Schnare acknowledged in a letter to Free Market’s board last December that he had “made some significant errors.” But the lawsuit states that Schnare offered conflicting explanations and produced “different versions of organizational documents, as circumstances dictated.” The suit suggests that those papers, some filed with the court, were faked.
An outside lawyer warned Free Market that the IRS could force the group to return contributions, require donors to amend their tax returns and expose Free Market to legal liability. He advised dissolving the group, a resolution favored by Hardin and Horner, who created a new group that would get Free Market’s money. But the disposition of the Free Market bank account, which was tied to Schnare’s Social Security number, is still in contention.
Discussions reached a breaking point in January, during a meeting between Hardin, Schnare and Chaim Mandelbaum, a lawyer Schnare had installed as executive director of Free Market before his brief return to the EPA.
According to Hardin’s suit, Mandelbaum suggested the “Democratic attorney general of Virginia” would love to investigate the conservative group, and Schnare demanded “approximately a quarter of a million dollars to ‘keep things quiet,'” including money to buy out Mandelbaum’s contract, along with an agreement that they would not be sued.
In a recording of the meeting reviewed by The New York Times, Schnare can be heard saying that if Hardin and Horner did not comply, he could take control of the money. But, he added, “that’s not what I want to have to go in front of a judge and have to deal with.”
After that meeting, Hardin, who also serves as commonwealth’s attorney for Greene County, Virginia, alerted the IRS to the group’s problems.
Hardin and Horner declined to comment. Mandelbaum said he did not recall making the comment about the Virginia attorney general. “All I can say is I believe their allegations are without merit,” he said.
Free Market does not disclose its donors, though ties to fossil fuel companies have emerged. In 2015, The Intercept reported that a bankruptcy filing by Alpha Natural Resources, a major coal company, listed payments to Free Market and to Horner. Horner is also a senior fellow at the Competitive Enterprise Institute, which receives support from the fossil fuel industry.
DonorsTrust, a conservative group that provides an avenue for anonymous donations, had an attorney present at the Fairfax County hearing last month. Lawson R. Bader, its chief executive, said in an interview his group was an “interested party” not taking sides. If a donation “has been made under false pretenses, that is a problem,” Bader said. “We need that money back.” Some of Schnare’s targets are also watching the case. Michael E. Mann, a climate scientist at Pennsylvania State University who has long been a focus of Schnare’s legal maneuvers, said in an email that he had been following the fight with “some interest (and not a little bit of schadenfreude).”

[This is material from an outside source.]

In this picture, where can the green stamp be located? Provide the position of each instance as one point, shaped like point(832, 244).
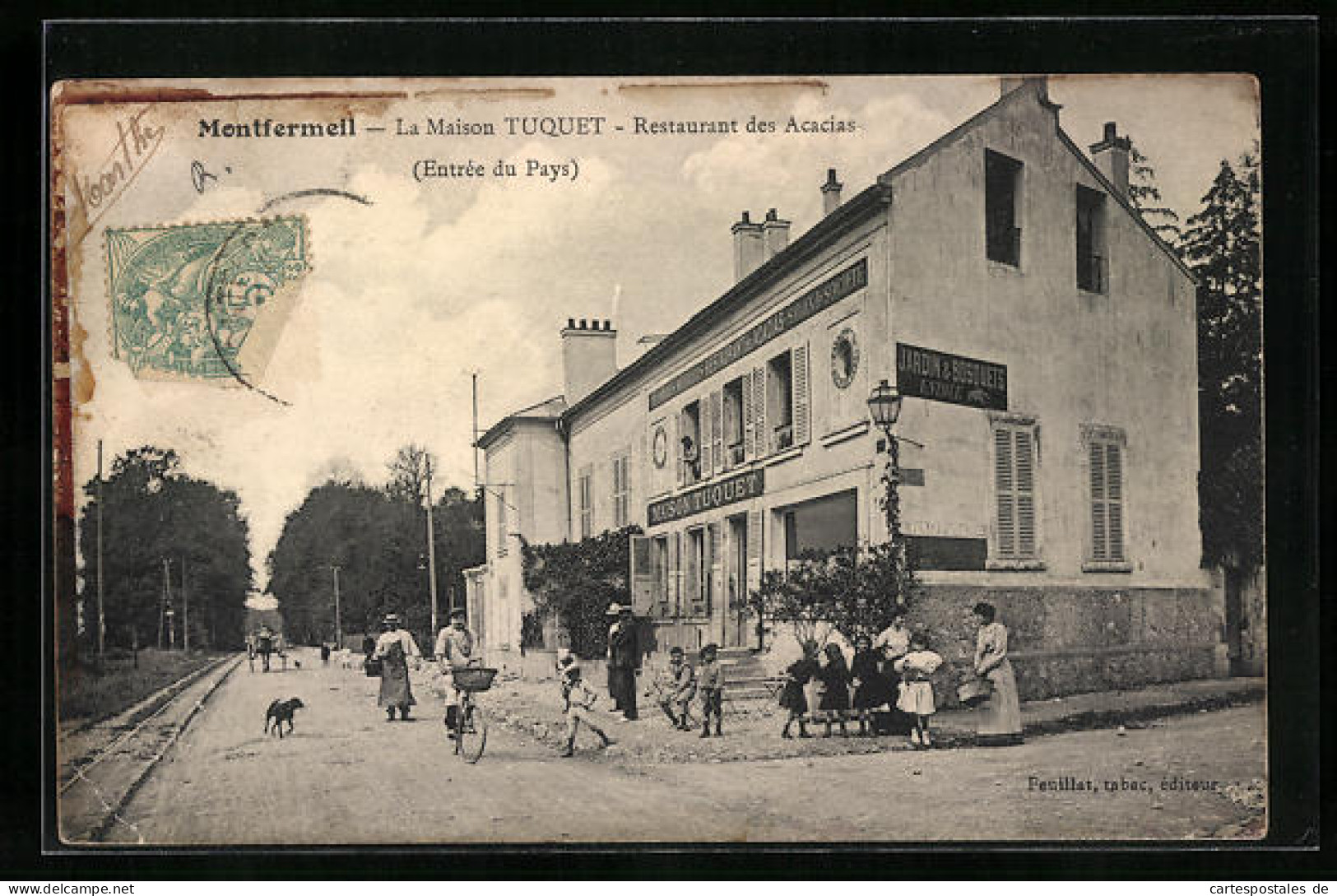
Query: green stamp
point(203, 301)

Lauren Kurtz, executive director of the Climate Science Legal Defense Fund, which supports scientists in legal battles, said while the conservative groups had pursued researchers’ emails in the name of transparency, there had been “complete lack of transparency in how they were running their own organization.”
Schnare said the lawsuit should never have happened. “We’re going to waste a whole lot of money that could have been used to do good things,” he said. “It will end; I just don’t know whether I will have lost my mind by then.”